Increased errors on Gitlab.com during deploy of GitLab EE 10.3.0-rc3

Summary

On Wed, Dec 20th GitLab EE 10.3.0-rc3 was deployed to Gitlab.com. Immediately after the deployment there were several issues that had major customer impact, these were:

Patched Gitaly binary: There was a patched version of Gitaly deployed to Gitlab.com that was not compatible with version 10.3.0-rc3. To correct this we removed the custom Gitaly binary path so that Gitaly used the bundled omnibus version.
Sidekiq Database Misconfiguration: The standby pgbouncers on the standby postgresql servers were not configured to map the gitlabhq_production_sidekiq to the gitlabhq_production database. Sidekiq started to connect to the standbys in this release. To correct this the mapping configuration was updated on the standby posgresql servers.
Feature check loading the db: There was increased db load on the primary db which was causing sidekiq jobs to timeout, resulting in processed jobs to back up. Checking the feature flag for prometheus measurements was the cause of this additional load. To correct this a patch was applied to disable the feature flag check.
CI/CD artifacts failing: New artifacts were no longer working for all customers on Gitlab.com. Because of a patch change to where artifacts were stored on disk they were no longer being written to the storage server but instead were being written locally. To correct this the artifact mountpoint was changed and artifacts that were written locally to the api fleet were migrated to the storage server

Patched Gitaly binary

Analysis

How was the incident detected?

Critical alert and page for increased error rates on Gitlab.com.

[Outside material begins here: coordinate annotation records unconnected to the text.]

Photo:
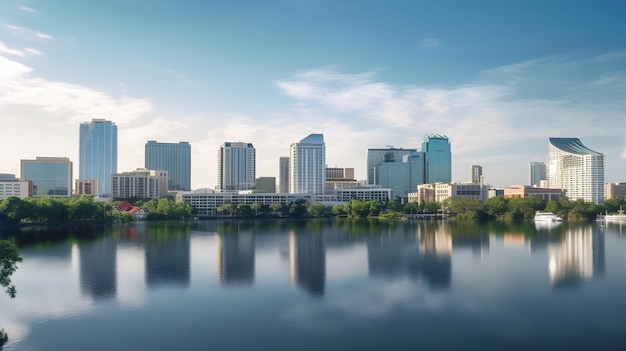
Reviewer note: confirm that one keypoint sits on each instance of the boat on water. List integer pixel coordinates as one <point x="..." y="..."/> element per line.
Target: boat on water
<point x="547" y="217"/>
<point x="619" y="217"/>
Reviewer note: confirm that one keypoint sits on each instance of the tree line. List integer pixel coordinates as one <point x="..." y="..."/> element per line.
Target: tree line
<point x="14" y="210"/>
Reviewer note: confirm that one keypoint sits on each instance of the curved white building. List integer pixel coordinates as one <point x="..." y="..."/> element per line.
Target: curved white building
<point x="575" y="168"/>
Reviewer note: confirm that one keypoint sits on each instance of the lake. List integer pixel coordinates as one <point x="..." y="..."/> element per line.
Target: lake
<point x="335" y="284"/>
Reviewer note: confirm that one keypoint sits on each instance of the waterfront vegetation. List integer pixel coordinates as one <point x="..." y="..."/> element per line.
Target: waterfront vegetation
<point x="14" y="211"/>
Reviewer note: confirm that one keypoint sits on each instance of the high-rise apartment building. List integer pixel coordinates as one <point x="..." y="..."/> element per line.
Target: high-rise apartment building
<point x="51" y="176"/>
<point x="307" y="165"/>
<point x="175" y="158"/>
<point x="283" y="175"/>
<point x="575" y="168"/>
<point x="537" y="173"/>
<point x="98" y="153"/>
<point x="438" y="158"/>
<point x="236" y="166"/>
<point x="476" y="174"/>
<point x="376" y="157"/>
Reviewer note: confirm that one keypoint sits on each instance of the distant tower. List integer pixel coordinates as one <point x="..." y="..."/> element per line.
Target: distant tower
<point x="98" y="153"/>
<point x="537" y="173"/>
<point x="283" y="175"/>
<point x="236" y="167"/>
<point x="476" y="174"/>
<point x="575" y="168"/>
<point x="175" y="158"/>
<point x="438" y="158"/>
<point x="307" y="165"/>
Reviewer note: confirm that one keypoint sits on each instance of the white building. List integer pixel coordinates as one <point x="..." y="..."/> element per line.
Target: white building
<point x="236" y="166"/>
<point x="575" y="168"/>
<point x="142" y="183"/>
<point x="307" y="165"/>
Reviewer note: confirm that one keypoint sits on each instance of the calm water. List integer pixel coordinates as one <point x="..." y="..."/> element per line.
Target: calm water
<point x="320" y="285"/>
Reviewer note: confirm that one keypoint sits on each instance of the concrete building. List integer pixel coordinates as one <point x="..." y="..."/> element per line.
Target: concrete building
<point x="537" y="173"/>
<point x="283" y="175"/>
<point x="98" y="153"/>
<point x="86" y="187"/>
<point x="307" y="165"/>
<point x="548" y="194"/>
<point x="10" y="186"/>
<point x="575" y="168"/>
<point x="438" y="159"/>
<point x="50" y="176"/>
<point x="265" y="185"/>
<point x="175" y="158"/>
<point x="615" y="191"/>
<point x="440" y="191"/>
<point x="236" y="166"/>
<point x="476" y="174"/>
<point x="141" y="183"/>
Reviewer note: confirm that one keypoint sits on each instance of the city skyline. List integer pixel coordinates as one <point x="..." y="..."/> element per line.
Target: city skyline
<point x="270" y="73"/>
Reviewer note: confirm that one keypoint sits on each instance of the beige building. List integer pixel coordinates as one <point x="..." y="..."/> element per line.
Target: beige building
<point x="614" y="191"/>
<point x="548" y="194"/>
<point x="142" y="183"/>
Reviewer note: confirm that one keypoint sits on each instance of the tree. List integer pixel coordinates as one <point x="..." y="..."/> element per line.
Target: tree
<point x="8" y="265"/>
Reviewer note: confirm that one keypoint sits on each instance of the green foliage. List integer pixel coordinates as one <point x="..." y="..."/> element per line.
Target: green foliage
<point x="8" y="265"/>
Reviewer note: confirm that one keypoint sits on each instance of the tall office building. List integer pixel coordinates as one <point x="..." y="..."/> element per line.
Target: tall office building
<point x="575" y="168"/>
<point x="283" y="175"/>
<point x="537" y="173"/>
<point x="175" y="158"/>
<point x="476" y="174"/>
<point x="307" y="165"/>
<point x="438" y="158"/>
<point x="376" y="157"/>
<point x="236" y="166"/>
<point x="51" y="176"/>
<point x="98" y="153"/>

Is there anything that could have been done to improve the time to detection?

Alarm sooner for Gitaly version mismatch.

How was the root cause discovered?

Discussion on slack
Analyzing 500 errors on sentry. https://sentry.gitlap.com/gitlab/gitlabcom/issues/113417/

Was this incident triggered by a change?

It was triggered by a configuration change where we are running a custom Gitaly binary instead of the omnibus version. The deployment of GitLab EE 10.3.0-rc3 triggered this as it was not compatible with the custom binary.

Was there an existing issue that would have either prevented this incident or reduced the impact?

new version of Gitaly compiled with 1.9 in the omnibus package.: gitlab-org/omnibus-gitlab#3046 (closed)
preprod to create an environment in lockstep with production: preprod provisioning (multiple)

Would it have been possible to have caught this issue on staging?

If staging was kept in lockstep configuration with production with artificial load and continuous QA we would have caught this before production.

Corrective Actions

Block (or at the very least prompt) in takeoff if there is a custom binary set for Gitaly. https://gitlab.com/gitlab-org/takeoff/issues/42
Version checking between clients and gitaly gitlab-org/gitaly#853 (closed)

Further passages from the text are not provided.